A: If $\theta\in \mathbb R$, any MLE of $\theta$ can be expressed as a convex combination $X_{(n)}-5$ and $X_{(1)}+5$:
$$\hat\theta_{\alpha}=\alpha(X_{(n)}-5)+(1-\alpha)(X_{(1)}+5)\,,$$
where $\alpha\in (0,1)$ is free of $\theta$.
Under the restriction $\theta>0$, MLE is $\hat\theta_{\alpha}$ provided $\hat\theta_{\alpha}>0$. If $\hat\theta_{\alpha}<0$, then technically MLE of $\theta$ and hence MLE of $1/\theta$ does not exist.
So for $\alpha=\frac12$, one MLE of $\theta$ is  $\hat\theta=\frac{X_{(n)}+X_{(1)}}{2}$ if $X_{(n)}+X_{(1)}>0$. Then $1/\hat\theta$ is guaranteed to be one MLE of $1/\theta$ provided $X_{(n)}+X_{(1)}>0$.
So I think the correct option among (A) and (B) depends on the sample observed.
A: This question really boils down to whether you're allowed to divide by 0 or not. Suppose that you have a sample $X_1,...,X_n$ with $U=\min\{X_1,...,X_n\}=-1$ and $T=\max\{X_1,...,X_n\}=1$. Then we can agree that any $\theta\in[-4,4]$ is an MLE of $\theta$ because the indicator variables in the likelihood is 1 (as opposed to 0). That is, the inequality
$$T-5\le\theta\le U+5$$
holds. Then by the invariance property $\left(\frac 1 \theta\right)_{MLE}=\frac 1 {\theta_{MLE}}$. That is, $\left(\frac 1 \theta\right)_{MLE}\in(-\infty,-\frac 1 4]\cup[\frac 1 4,\infty)$. In particular, $\frac{T+U}{2}=0$ is an MLE of $\theta$, but $\frac{2}{T+U}$ is not an MLE of $\frac 1 \theta$ because it is undefined. However $\left(\frac 1 \theta\right)_{MLE}$ do exist, as previously mentioned being in the interval of anything smaller than -1/4 or greater than 1/4.

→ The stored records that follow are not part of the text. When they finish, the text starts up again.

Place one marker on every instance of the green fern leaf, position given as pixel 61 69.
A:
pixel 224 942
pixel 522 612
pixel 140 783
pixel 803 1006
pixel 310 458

It is helpful to determine the difference between maximum likelihood estimators and maximum likelihood estimates. Note that $\frac{T+U}{2}$ is a MLE of $\theta$ that works for all samples - in fact it is the only estimator that works for all samples. By the invariance property of maximum likelihood estimators, we can conclude that $\frac{2}{T+U}$ is a maximum likelihood estimator of $\frac 1 \theta$, even though as in the example in the previous paragraph, its maximum likelihood estimates that it produces may be undefined when U=-T, whilst other MLEstimates exist for 1/theta.
Conclusion
$\frac 2{T+U}$ is a Maximum Likelihood Estimator of $\frac 1 \theta$. Since it does not exist when the denominator is 0, it is also true that it is a MLEstimator of $\frac 1 \theta$ when this happens.
Eliminate:
(B) It is too specific. A MLE of 1/theta only doesn't exist when U=-5 and T=5. 2/(U+T) doesn't work for when U=-T and $U\ne-5$, but MLEs of 1/theta always exist in these cases.